NATA requests review of ETOPS proposal
The National Air Transportation Association (NATA) has asked the FAA to delay for at least six months the February 2008 compliance deadline for proposed new Part 135 extended-range operations and establish a working group to develop guidance on a proposed Advisory Circular.
NATA said that after it reviewed proposed AC 135-42, Extended Operations (ETOPS) and Operations in the North Polar Area, it had specific concerns about the content. “But more important, the association is disappointed that the [FAA] did not avail itself of an opportunity to address the fundamental issue of applicability, which is that it remains unclear how to determine whether ETOPS requirements apply,” NATA said.
The association argued that it is difficult for most Part 135 operators to know if they should be preparing to obtain ETOPS approval because the FAA has not provided a step-by-step process for operators to use in evaluating their aircraft and areas of operation.
Many operators remain unaware that their operations could be required to comply with ETOPS regulations. “The AC presumes that an operator intends to pursue ETOPS and then provides information on how to obtain FAA approval,” NATA wrote. “Absent is any objective discussion on the process to determine that ETOPS authorization is in fact necessary.”
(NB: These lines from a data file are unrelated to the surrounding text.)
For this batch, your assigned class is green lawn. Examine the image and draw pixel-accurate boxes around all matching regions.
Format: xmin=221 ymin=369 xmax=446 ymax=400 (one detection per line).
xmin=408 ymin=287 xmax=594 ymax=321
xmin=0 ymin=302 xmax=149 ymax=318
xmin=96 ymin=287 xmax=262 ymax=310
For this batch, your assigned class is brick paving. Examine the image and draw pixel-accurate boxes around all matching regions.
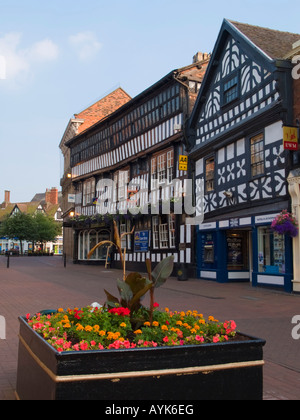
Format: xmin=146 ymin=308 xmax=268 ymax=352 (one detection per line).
xmin=0 ymin=255 xmax=300 ymax=400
NATA asked that the FAA amend the AC to include the thought process and steps an operator would follow to determine the appropriate speeds. Determining whether a specific operation is an ETOPS flight requires an operator to use an “approved one-engine inoperative cruise speed under standard conditions in still air” that is “chosen” by the operator.
“Existing one-engine inoperative speeds are not based on meeting ETOPS objectives, and no elaboration on what speed would be appropriate for an operator to choose from is offered,” the association said. “Also not addressed is the commitment accepted by airframe manufacturers to provide ETOPS one-engine inoperative data for the aircraft most likely to be affected by these regulations.”
When the FAA published the ETOPS final rule last January, it agreed with comments from NATA and others that the airplane manufacturers must determine the airspeeds the operators should use. The FAA responded that the manufacturers had agreed to provide this data.
“It would appear that this data has not been provided by all manufacturers for all potentially affected airplanes,” NATA wrote. “By failing to provide any guidance whatsoever regarding how an operator ‘chooses’ one-engine-inoperative cruise speed or how an operator can evaluate its operations to determine if ETOPS applies, this AC falls far short of its intended goal. Without this key information, the AC is not useful to the industry.”
The AC states that an operator will request an ETOPS area of operation based upon an analysis of proposed routing, implying that the FAA believes an operator will have specific departure and arrival destinations before obtaining ETOPS authority.
“However…an operator needs the FAA to help it determine when ETOPS authority is necessary based upon an ‘area’ rather than a specific operation.”
NATA recommended that the FAA establish a working group composed of representatives from the FAA and operators to develop guidance on these principles “so a clear and consistent understanding of ETOPS applicability” exists throughout the industry.